La visión terminó en los ojos de Shirou casi tan pronto como comenzó, pero la escena inicial en sí no se desvaneció.

Simplemente fue reemplazado por algo más caótico.

"- ¡Oye, espera!"

Una multitud rodeó a Caster, bloqueándole el paso con un celo desesperado que amenazaba con amotinarse al menor paso en falso. La agitación alimentada por una esperanza sofocante llenó el aire y atrajo la aspiración del afligido hacia Caster por completo.

Una presión invisible fue emitida por los ojos; un concepto como obligación. Si a uno, y sólo a uno, se le concede un poder o una habilidad que podría beneficiar a la sociedad, ¿qué derecho tenía a codiciarlo para sí mismo?

Una mujer se encontró parada frente a Caster. Sangre seca, moretones y polvo blanco cubrían su cuerpo desde un edificio que se había derrumbado sobre su familia. Ella fue la única superviviente, con rasgos hundidos y apáticos. Sus ojos, aunque desenfocados, miraban a Caster con una intensidad vacía que era magnificada por todos los demás que tenían los mismos ojos.

' M-Mi hija.'

' M-Mi hijo.'

' M-mi amigo.'

' M-Mi marido.'

' M-Mi esposa.'

Palabras que no fueron dichas, pero implícitamente entendidas por aquellos que acunaban cuerpos en sus brazos o llevaban la apariencia agonizante y demacrada de la pérdida.

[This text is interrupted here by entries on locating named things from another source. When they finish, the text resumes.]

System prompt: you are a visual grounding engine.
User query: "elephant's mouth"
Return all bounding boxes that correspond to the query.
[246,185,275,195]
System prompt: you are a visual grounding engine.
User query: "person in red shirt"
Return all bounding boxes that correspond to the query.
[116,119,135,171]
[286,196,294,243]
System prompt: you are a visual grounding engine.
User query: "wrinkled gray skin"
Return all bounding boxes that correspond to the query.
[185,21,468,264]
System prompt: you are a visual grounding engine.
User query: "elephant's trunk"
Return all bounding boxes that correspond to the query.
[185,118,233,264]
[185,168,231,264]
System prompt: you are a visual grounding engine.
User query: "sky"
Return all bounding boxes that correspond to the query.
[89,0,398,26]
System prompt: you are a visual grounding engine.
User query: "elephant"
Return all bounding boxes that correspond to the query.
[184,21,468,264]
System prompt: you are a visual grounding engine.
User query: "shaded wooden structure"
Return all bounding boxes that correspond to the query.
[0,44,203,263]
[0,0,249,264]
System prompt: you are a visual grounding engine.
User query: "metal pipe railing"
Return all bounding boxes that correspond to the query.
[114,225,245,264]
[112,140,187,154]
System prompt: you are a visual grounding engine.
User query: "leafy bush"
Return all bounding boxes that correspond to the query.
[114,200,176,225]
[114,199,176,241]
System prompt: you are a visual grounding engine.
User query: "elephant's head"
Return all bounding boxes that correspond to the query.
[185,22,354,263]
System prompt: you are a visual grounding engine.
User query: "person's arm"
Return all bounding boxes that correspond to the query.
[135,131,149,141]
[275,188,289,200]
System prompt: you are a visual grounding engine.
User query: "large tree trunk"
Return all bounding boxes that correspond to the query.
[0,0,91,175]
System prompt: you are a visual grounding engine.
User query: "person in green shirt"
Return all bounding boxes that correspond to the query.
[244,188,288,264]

Caster se detuvo en seco, contemplando en silencio la vista de la multitud, pero sin decir nada a raíz de las crudas emociones que se derramaban sobre él. El silencio tenía más peso que las palabras.

Caster no se dobló ni cedió, pero miró hacia atrás con una expresión demasiado acostumbrada a esta atmósfera. En su vida, e incluso en su muerte, la gente siempre fue la misma.

Caster suspiró para sus adentros y se preparó para defenderse.

Ahogados por el silencio y la inacción, era inevitable que los desesperados extendieran la mano, con las manos como garras y los apretones firmes, para no soltarse nunca. Preferirían morir antes que renunciar a la única luz que podían ver en la oscuridad, y Caster era esa luz.